Over the 2020-2021 period, the program spent a total of $5,347,010; $3,397,050 in program disbursements to campaigns, and $1,949,960 in administration costs. That’s a 36.4% overhead rate.
Participation in the program increased in 2021 over 2019 levels, as measured both by the number of campaigns (11 qualifying candidates) and the number of democracy vouchers returned (184,747).
The report fails to discuss two major issues with the program:
- While candidates are required to agree to contribution and expenditure limits, in practice they are almost always waived in order to allow the campaigns to match “independent expenditure” (IE) committees’ much higher spending levels.
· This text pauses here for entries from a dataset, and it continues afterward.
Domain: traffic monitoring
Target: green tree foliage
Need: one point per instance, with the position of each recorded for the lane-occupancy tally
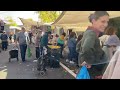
(11, 21)
(48, 16)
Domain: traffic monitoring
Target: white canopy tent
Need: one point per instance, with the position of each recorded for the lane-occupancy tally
(78, 19)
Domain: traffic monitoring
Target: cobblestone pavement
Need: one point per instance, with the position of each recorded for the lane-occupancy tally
(27, 70)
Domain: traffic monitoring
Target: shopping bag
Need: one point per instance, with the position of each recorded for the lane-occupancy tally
(83, 73)
(29, 54)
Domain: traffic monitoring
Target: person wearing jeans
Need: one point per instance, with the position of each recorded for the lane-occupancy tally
(72, 48)
(23, 48)
(22, 40)
(4, 39)
(37, 44)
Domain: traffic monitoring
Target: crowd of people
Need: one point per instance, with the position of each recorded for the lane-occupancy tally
(94, 48)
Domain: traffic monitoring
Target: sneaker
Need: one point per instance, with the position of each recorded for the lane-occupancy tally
(67, 60)
(71, 62)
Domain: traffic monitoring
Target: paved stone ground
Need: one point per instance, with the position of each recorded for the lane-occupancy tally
(27, 70)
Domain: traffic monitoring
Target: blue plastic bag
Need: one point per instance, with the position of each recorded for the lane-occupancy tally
(83, 73)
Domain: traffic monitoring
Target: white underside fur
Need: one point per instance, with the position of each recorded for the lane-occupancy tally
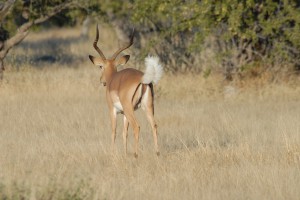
(153, 71)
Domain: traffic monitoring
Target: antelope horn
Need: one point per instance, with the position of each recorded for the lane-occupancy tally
(124, 47)
(95, 44)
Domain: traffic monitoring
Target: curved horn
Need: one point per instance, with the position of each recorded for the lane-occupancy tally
(124, 47)
(95, 44)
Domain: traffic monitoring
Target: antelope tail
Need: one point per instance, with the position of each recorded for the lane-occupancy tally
(154, 70)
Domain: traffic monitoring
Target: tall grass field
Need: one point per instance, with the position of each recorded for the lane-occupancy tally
(218, 140)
So a major goal of the program, limiting the role of money in local elections, has been thoroughly undermined.
- A cottage industry has arisen around “harvesting” Democracy Vouchers on behalf of a candidate, where the harvesting company keeps a percentage of the income from the vouchers as its fee. In 2021 one company in particular, Prism, provided ballot harvesting services to multiple candidates. One candidate in particular, Andrew Grant Houston, used Prism to gather a large number of vouchers, while in the end only gaining a tiny fraction of votes in the August primary election. The fact that a candidate reaped democracy vouchers from a far greater number of voters than actually voted for them suggests that ballot harvesting may be pulling the program away from its intent to give voters a way to direct financial support to candidates they intend to vote for.